Prior to coming to the UFC, McGregor held titles in two weight classes in the European promotion Cage Warriors Fighting Championship. With that in mind, the 27-year-old felt that facing dos Anjos for the 155-pound championship was the right move to make for his first 2016 Octagon appearance.

“I chose this one because I came into this promotion as a two-weight world champion, and I always wanted to replicate that. That was the goal, continue to create history,” he said. “This man across from me has a title and nothing else but that. He is a free TV fighter, and he has nothing else to offer me except that gold belt. That was the simple decision.”

McGregor acknowledged a couple of other potential opponents -- Frankie Edgar and Nate Diaz -- while also pointing out the negatives involved with each. Edgar thought he was promised a featherweight title shot following his knockout of Chad Mendes at “The Ultimate Fighter 22” finale, while Diaz made an impassioned plea for a showdown with the Irishman after his victory over Michael Johnson at UFC on Fox 17.

It won’t happen right away, but McGregor said he expects to face both men eventually.

“There were many options. Frankie has a little bit of desperation about him. I don’t know. He went 0-2 in lightweight [title bouts], got the chance to fight for the featherweight title and got the head slapped off him and now he’s running around begging,” McGregor said. “It has the stink of desperation on it. I’m just going to leave him still for a while.

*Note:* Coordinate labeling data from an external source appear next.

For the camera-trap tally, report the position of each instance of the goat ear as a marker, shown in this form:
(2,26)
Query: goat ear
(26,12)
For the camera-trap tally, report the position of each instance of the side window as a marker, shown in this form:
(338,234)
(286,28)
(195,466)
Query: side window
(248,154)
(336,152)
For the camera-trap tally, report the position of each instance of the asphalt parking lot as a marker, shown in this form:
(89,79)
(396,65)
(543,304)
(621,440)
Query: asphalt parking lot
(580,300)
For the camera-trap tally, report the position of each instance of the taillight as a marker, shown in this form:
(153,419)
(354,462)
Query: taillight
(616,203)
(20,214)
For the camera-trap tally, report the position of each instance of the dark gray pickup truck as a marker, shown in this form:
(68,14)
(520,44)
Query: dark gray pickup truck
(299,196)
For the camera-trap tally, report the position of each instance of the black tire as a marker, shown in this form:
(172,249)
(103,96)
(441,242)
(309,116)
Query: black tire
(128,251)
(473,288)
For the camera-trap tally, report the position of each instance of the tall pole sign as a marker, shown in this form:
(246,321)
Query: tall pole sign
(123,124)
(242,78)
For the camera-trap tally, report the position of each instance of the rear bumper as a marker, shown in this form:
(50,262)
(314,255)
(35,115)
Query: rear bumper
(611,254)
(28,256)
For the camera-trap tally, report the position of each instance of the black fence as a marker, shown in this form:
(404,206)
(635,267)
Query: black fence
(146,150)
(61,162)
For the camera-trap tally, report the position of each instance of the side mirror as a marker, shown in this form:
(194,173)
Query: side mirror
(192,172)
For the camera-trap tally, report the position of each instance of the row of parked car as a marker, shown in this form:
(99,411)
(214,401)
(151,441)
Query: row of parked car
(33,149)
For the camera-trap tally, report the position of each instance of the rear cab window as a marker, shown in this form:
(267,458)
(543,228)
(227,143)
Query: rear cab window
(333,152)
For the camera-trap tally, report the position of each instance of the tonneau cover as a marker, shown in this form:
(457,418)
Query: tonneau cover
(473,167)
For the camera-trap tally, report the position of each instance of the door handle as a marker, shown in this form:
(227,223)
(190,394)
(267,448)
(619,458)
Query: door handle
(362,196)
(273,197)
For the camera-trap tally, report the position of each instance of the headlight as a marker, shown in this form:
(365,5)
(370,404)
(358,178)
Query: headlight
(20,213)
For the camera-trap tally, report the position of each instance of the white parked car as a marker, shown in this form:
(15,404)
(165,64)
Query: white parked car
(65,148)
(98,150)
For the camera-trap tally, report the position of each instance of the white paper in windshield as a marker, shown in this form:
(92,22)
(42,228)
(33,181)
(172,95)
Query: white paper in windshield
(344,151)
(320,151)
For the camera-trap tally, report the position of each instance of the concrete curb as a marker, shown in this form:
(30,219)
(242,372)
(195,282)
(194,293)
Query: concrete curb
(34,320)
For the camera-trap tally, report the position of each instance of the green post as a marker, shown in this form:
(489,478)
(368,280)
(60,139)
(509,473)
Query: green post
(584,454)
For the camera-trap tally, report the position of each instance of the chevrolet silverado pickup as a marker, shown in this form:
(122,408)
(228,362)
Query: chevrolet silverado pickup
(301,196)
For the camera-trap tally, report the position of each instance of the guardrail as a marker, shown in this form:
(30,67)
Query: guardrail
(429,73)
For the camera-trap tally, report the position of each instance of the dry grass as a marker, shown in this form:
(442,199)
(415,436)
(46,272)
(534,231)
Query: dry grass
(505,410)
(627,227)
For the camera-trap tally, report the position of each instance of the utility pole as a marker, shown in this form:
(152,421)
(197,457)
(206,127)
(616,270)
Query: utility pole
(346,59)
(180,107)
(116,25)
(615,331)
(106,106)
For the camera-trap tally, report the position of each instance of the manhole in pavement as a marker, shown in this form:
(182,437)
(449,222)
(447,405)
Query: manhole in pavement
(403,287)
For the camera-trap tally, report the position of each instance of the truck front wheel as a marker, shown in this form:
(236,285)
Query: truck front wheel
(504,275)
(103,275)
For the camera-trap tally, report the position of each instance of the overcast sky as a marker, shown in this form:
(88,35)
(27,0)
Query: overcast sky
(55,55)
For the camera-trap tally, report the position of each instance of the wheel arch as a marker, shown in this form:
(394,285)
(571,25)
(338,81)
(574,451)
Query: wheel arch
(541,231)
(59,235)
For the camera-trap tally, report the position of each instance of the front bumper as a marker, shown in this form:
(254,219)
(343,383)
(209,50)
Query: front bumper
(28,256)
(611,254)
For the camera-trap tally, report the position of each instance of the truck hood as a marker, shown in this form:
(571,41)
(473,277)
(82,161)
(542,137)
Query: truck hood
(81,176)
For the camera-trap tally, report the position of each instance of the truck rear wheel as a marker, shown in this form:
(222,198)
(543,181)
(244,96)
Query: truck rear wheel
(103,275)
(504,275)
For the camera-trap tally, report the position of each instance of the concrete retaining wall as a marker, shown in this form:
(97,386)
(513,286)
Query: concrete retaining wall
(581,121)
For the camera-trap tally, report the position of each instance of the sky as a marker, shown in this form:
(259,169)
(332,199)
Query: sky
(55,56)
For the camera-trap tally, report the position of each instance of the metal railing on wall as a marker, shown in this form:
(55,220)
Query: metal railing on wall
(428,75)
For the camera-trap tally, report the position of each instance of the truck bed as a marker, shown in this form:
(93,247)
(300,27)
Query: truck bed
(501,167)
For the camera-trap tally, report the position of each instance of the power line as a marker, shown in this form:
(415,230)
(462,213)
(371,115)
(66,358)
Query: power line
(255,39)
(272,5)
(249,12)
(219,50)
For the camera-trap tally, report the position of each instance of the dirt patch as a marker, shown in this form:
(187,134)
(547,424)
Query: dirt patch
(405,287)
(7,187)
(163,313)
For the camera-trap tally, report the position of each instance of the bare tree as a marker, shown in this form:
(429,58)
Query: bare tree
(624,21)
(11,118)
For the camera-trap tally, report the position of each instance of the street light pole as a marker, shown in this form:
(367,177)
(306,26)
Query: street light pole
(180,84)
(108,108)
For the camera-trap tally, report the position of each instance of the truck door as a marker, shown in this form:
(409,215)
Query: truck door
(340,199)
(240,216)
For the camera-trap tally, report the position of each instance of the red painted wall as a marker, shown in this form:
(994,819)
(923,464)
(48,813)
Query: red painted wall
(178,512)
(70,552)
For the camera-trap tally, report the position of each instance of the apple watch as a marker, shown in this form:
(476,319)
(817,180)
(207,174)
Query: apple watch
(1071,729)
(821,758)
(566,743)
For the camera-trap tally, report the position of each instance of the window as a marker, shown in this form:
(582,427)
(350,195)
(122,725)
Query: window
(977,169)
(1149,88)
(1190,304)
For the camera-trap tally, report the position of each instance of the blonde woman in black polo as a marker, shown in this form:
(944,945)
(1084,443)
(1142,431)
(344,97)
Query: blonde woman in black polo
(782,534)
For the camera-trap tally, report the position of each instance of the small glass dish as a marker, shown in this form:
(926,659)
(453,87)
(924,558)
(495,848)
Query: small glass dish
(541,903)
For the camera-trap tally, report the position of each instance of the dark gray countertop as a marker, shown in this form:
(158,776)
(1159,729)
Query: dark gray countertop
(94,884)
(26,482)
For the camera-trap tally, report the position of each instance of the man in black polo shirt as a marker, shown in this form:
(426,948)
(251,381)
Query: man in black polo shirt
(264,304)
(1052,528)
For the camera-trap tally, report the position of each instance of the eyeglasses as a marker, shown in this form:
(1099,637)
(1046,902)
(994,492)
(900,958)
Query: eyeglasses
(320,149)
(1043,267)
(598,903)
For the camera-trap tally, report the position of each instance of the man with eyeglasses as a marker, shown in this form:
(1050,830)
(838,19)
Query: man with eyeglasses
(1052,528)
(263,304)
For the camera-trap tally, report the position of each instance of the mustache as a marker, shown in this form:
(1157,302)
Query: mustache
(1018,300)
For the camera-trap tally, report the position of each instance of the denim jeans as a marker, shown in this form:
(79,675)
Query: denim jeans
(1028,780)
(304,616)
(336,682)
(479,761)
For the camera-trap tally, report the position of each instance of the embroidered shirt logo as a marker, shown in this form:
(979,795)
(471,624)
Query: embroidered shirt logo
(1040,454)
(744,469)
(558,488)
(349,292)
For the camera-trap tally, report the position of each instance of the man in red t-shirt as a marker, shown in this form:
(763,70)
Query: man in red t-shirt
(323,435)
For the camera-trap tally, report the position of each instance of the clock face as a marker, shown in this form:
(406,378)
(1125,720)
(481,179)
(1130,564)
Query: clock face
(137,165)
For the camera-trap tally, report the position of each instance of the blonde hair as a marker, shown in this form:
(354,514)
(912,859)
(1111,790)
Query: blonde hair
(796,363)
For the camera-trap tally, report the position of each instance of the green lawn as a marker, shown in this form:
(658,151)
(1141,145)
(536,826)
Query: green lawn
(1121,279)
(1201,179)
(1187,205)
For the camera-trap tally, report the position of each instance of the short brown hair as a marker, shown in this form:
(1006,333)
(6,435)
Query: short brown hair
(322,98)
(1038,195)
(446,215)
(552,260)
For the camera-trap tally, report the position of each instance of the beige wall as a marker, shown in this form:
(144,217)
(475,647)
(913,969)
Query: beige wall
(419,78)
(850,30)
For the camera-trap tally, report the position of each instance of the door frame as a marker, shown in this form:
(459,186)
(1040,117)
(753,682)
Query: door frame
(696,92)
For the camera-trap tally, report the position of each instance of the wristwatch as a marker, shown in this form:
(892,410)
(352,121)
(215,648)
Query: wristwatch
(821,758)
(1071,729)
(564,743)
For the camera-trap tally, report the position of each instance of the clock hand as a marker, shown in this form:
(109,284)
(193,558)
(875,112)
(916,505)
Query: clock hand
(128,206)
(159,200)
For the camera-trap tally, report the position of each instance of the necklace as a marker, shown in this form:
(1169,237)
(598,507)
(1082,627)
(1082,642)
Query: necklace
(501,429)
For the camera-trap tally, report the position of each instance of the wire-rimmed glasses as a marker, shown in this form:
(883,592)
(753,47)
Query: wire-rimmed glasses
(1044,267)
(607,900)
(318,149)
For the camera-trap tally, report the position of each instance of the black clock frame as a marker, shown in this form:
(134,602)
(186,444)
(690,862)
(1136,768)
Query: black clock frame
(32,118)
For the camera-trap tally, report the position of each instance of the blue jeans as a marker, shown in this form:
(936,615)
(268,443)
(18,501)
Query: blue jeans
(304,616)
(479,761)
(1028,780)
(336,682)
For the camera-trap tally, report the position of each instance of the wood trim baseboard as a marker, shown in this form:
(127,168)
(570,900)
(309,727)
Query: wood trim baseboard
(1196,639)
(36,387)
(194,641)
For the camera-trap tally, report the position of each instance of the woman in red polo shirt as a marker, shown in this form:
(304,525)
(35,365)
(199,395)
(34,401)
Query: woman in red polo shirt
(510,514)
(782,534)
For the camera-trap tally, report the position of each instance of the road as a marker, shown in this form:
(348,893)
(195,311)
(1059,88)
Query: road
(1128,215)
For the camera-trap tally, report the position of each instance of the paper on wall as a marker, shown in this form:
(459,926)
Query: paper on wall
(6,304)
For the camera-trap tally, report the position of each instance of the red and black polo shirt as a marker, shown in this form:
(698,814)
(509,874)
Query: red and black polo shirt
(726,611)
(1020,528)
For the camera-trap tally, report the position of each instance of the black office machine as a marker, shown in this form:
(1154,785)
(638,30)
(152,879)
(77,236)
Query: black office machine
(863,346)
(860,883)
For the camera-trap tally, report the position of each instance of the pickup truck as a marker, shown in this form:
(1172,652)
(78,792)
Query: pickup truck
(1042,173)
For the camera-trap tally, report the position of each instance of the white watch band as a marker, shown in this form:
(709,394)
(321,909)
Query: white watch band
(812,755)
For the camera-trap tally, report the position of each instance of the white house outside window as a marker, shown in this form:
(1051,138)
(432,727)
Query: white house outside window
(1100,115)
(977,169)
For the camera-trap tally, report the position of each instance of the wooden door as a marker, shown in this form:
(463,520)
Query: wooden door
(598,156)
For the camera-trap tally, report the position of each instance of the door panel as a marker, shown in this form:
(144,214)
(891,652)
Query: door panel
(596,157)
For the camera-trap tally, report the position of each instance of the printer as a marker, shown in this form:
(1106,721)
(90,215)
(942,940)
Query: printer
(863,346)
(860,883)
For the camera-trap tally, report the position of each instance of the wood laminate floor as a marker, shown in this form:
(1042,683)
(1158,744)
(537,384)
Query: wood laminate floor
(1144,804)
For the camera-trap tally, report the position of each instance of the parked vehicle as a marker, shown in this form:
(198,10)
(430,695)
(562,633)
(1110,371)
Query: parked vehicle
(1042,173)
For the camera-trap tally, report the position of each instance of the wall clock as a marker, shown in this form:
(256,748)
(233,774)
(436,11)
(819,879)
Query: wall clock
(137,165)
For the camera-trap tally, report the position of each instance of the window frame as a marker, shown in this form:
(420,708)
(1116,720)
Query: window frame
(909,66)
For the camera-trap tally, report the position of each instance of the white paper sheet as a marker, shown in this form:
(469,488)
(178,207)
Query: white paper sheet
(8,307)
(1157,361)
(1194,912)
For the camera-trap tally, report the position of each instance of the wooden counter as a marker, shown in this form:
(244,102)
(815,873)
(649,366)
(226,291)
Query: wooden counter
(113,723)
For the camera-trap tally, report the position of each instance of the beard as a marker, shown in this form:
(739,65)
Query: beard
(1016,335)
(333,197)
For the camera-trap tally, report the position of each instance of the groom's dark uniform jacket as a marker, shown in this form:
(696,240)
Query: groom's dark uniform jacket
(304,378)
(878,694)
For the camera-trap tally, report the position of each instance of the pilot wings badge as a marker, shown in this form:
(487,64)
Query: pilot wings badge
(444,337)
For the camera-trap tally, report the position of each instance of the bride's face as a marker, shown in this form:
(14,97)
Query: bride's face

“I like the way Nate came in his last fight. The fight before he came in sloppy and really out of shape, whining and complaining about everything and then put on a performance like that,” he continued. “He went back to the bottom of the pile. But he came in this last fight in shape. He played the game a little bit more. I’ll give respect to that and we’ll see where it goes. I will go through every single one of them, make no mistake about it. Rafael is next. That’s it. More gold belts.”